State Waivers of Preemption
Reducing the reach of the federal preemption provisions, the Lautenberg Act includes substantial state waiver provisions. Specifically, states may seek a mandatory waiver from pause preemption or a discretionary waiver from general preemption where certain criteria are established. Under the waiver provisions, EPA must grant a state a waiver from pause preemption if the state enacted a statute or proposed or finalized an administrative action intended to prohibit the use of a chemical no later than 18 months after EPA initiates the prioritization process for a chemical or when EPA publishes the scope of its risk evaluation, whichever is sooner. EPA must also grant a waiver regarding pause preemption if a state applies to EPA and demonstrates that a proposed state restriction would not unduly burden interstate commerce and would not cause a violation of federal law, and the state’s concern about the chemical in question is based on peer-reviewed science.

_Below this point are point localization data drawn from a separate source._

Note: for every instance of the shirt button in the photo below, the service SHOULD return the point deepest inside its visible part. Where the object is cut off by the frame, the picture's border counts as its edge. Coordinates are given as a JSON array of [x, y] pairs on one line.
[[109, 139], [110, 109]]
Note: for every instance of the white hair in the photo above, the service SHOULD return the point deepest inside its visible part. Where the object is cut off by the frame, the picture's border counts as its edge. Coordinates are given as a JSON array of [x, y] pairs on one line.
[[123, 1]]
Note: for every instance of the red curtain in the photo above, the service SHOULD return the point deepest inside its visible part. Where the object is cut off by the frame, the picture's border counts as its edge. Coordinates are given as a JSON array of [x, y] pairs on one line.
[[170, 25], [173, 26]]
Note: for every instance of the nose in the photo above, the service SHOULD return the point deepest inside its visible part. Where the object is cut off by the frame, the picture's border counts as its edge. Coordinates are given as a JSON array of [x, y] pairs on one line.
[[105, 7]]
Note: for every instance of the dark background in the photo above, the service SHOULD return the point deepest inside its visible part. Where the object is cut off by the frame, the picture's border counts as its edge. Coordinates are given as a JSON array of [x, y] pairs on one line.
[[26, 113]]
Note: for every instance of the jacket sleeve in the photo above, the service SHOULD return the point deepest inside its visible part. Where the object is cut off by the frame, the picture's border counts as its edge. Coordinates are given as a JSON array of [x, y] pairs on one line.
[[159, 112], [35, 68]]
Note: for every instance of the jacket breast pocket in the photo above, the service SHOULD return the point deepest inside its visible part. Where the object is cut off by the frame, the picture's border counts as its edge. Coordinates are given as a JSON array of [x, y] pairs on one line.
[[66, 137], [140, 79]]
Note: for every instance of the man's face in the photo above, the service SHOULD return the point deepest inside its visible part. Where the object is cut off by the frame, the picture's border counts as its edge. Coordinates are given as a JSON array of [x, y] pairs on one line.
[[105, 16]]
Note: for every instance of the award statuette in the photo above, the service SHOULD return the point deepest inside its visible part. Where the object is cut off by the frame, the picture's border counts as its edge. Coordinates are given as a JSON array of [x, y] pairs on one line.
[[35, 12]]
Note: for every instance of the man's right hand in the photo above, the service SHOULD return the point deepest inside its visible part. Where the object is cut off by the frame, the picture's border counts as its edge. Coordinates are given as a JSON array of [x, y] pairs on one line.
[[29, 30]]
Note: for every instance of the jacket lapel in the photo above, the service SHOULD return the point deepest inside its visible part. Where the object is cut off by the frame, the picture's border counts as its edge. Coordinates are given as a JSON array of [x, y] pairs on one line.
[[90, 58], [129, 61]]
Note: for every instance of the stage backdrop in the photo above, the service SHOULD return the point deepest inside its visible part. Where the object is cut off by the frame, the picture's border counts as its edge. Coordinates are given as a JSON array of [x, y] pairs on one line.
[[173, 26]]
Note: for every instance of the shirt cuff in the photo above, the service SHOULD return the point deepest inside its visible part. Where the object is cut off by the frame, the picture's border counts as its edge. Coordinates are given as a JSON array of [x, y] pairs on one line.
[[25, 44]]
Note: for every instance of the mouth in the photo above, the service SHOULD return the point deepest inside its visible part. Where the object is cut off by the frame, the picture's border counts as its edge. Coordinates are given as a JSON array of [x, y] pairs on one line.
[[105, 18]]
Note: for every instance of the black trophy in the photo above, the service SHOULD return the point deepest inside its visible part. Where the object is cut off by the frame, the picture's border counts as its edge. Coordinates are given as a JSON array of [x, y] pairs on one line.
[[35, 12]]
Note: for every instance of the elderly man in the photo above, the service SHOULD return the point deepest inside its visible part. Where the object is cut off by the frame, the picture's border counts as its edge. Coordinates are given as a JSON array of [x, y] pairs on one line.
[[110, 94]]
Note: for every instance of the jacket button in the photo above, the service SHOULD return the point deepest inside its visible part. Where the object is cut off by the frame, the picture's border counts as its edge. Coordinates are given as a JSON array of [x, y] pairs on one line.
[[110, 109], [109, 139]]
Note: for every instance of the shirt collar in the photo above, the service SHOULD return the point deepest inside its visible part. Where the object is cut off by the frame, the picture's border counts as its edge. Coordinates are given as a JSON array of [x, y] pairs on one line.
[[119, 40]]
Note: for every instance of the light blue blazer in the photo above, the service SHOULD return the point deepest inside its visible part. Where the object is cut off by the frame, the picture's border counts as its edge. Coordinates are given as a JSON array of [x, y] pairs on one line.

States may also apply to EPA for discretionary waivers from the general preemption provisions. However, such waivers require rulemaking by EPA based on a determination that (i) compelling conditions warrant granting the waiver to protect health or the environment, (ii) compliance with the proposed state requirement would place no undue burden on interstate commerce, and (iii) the proposed state requirement is designed to address a risk that was identified using the best available science. Given the requirement for rulemaking and the required substantive determination, it appears unlikely that discretionary preemption would be feasible in any but extraordinary circumstances. However, there are many open questions regarding the role of this discretionary waiver. One important open question is whether EPA could grant a waiver if EPA had previously promulgated a final rule regarding a given chemical that included a safety standard that was weaker than the standard proposed by the state in its waiver application.

In addition to other significant provisions of the Lautenberg Act discussed in prior alerts, the TSCA amendments include complicated preemption provisions that determine the relative authority of states and EPA to regulate the chemical industry. Understanding how and when states, as well as EPA, may regulate manufacturing, processing, and distribution in commerce of chemical substances is an important component of realizing the full effect of the new regulatory framework for chemicals in the United States.

Looking forward, industry players would be well advised to engage legal and policy professionals to advocate for their interests as EPA develops rules and guidance during the next few years. The extent to which state laws will be preempted will be substantially affected by the hazards, exposures, risks, and uses or conditions of use studied by EPA in its risk evaluations. In addition to participating in the initial rulemaking process, businesses should also carefully monitor chemical risk evaluations on the federal and state level as an indicator of significant regulatory risk related to a given chemical or category of chemicals.